Uncle Doc went to Jefferson City to some Democratic Committee meeting in May 1960. He came back and happily told me that they had surprised him with a birthday cake with ninety candles on it. He said it looked beautiful with all the candles lit. I was so glad for him. We had celebrated his birthday just before he left, and had only put something like three candles on it so it would be easy for him to blow them out.

Uncle Doc really worked to elect the candidates he liked. He recommended them to people he was talking with and he arranged for Democrats who had no way to get to the polls to be picked up and driven there and back.

Uncle Doc the judge

Uncle Doc worked as a judge on election day. As he got older and was under stress, his handwriting got shaky. Mom worked as his secretary and did the writing. After Uncle Doc died, she became a judge.

Election day

Election day was strange. When we got home from school, there were no snacks waiting for us and Mom wasn't asking how our day went.

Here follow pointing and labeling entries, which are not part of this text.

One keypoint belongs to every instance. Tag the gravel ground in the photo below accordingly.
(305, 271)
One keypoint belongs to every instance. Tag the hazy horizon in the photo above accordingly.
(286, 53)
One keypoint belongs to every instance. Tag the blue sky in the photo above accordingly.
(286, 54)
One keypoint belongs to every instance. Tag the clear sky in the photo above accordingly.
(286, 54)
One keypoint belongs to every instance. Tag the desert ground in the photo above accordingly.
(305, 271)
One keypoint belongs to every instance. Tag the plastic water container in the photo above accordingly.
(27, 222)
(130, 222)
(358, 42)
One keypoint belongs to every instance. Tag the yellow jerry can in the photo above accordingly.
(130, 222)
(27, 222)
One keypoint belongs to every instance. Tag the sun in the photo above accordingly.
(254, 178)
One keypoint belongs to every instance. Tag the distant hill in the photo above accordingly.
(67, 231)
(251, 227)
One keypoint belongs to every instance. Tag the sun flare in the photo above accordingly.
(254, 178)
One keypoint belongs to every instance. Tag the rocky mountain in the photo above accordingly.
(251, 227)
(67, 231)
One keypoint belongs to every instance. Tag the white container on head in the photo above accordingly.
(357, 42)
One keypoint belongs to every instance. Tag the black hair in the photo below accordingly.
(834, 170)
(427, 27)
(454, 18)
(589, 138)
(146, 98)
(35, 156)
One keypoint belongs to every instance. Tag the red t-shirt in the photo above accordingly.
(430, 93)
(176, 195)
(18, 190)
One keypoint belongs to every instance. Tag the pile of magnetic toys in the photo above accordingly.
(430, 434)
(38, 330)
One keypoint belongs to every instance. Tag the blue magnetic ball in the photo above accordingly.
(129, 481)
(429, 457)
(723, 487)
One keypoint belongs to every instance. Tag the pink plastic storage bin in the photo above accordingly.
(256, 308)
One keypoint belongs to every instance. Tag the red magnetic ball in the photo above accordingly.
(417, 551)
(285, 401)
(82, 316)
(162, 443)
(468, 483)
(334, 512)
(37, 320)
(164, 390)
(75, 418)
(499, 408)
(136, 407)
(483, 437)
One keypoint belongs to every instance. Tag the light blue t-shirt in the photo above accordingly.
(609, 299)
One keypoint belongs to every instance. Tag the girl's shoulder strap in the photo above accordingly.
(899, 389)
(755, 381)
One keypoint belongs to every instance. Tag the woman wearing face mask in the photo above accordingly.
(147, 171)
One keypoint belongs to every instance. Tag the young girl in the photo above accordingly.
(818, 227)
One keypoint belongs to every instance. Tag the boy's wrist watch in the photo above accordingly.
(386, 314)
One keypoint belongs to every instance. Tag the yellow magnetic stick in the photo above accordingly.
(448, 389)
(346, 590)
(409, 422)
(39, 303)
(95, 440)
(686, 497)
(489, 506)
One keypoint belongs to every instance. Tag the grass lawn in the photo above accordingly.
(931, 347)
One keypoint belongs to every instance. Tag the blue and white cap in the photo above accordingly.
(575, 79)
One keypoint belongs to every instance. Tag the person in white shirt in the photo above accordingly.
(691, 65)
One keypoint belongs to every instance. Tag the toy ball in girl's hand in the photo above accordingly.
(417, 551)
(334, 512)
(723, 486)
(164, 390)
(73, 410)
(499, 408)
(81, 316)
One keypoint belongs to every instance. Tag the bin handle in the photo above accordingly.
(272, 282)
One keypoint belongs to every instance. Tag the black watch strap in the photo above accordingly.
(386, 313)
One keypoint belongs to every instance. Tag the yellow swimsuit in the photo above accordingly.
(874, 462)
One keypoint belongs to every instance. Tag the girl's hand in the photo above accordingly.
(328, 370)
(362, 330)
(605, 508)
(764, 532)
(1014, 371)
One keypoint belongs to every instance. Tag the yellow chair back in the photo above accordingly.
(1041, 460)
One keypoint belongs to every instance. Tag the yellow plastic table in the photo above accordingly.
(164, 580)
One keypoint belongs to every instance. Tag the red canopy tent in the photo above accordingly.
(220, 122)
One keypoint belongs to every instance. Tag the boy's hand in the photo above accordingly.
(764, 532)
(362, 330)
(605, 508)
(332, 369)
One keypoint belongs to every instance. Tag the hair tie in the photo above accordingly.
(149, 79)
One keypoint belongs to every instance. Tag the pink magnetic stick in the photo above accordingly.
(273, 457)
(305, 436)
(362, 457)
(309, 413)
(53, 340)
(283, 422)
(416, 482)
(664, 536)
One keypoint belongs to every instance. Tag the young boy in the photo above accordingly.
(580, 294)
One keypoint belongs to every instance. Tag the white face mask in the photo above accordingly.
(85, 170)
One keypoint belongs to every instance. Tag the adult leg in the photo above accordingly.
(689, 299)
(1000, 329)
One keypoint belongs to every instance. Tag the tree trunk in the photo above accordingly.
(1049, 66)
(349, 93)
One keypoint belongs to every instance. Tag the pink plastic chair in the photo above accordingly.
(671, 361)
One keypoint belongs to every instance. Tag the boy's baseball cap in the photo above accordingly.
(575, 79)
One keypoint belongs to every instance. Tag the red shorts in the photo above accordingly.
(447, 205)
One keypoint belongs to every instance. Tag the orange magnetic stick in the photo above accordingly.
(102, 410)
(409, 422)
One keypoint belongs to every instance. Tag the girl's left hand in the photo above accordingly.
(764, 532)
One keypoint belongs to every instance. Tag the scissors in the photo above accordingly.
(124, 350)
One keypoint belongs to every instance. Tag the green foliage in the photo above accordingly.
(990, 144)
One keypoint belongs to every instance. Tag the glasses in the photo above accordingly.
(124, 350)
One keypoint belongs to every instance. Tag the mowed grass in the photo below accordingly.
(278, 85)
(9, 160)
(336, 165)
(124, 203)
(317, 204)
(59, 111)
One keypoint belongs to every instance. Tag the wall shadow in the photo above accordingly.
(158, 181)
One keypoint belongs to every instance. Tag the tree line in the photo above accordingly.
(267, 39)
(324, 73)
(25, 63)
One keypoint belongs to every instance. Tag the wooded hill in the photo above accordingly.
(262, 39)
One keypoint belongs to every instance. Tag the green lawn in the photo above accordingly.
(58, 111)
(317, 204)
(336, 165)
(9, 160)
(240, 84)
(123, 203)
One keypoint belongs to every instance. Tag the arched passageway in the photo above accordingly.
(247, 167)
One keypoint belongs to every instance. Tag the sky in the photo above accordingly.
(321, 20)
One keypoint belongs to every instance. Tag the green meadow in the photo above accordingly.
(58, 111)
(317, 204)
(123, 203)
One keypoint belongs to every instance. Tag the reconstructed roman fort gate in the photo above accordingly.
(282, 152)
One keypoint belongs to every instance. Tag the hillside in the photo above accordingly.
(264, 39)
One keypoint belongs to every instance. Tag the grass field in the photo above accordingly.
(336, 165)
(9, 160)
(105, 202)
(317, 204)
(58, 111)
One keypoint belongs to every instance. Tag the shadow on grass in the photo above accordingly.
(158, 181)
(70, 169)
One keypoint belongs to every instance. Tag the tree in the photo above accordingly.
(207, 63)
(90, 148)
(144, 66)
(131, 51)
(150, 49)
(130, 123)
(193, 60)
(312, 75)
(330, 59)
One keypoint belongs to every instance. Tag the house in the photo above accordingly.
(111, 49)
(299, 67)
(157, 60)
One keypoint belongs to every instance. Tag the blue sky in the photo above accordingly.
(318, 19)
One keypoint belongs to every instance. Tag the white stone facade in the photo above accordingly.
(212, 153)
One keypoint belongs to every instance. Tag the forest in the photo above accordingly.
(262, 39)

Usually, it was cold, but the roads were passable and Charley picked us up from school in his car. We went home to get Daddy, then to the voting precinct in Darksville so they could vote and get home before dark.

It was always well after dark when Mom and Uncle Doc got home. They had to help count the votes after the polls closed.

School, by the way, was always from 9 a.m. to 4 p.m. for all grades. We didn't have kindergarten.

Daddy, Uncle Doc and Albert Hooper were the school board the entire time we went to school at Hickory. Daddy was President, Uncle Doc was Secretary-Treasurer, and Albert was a board member.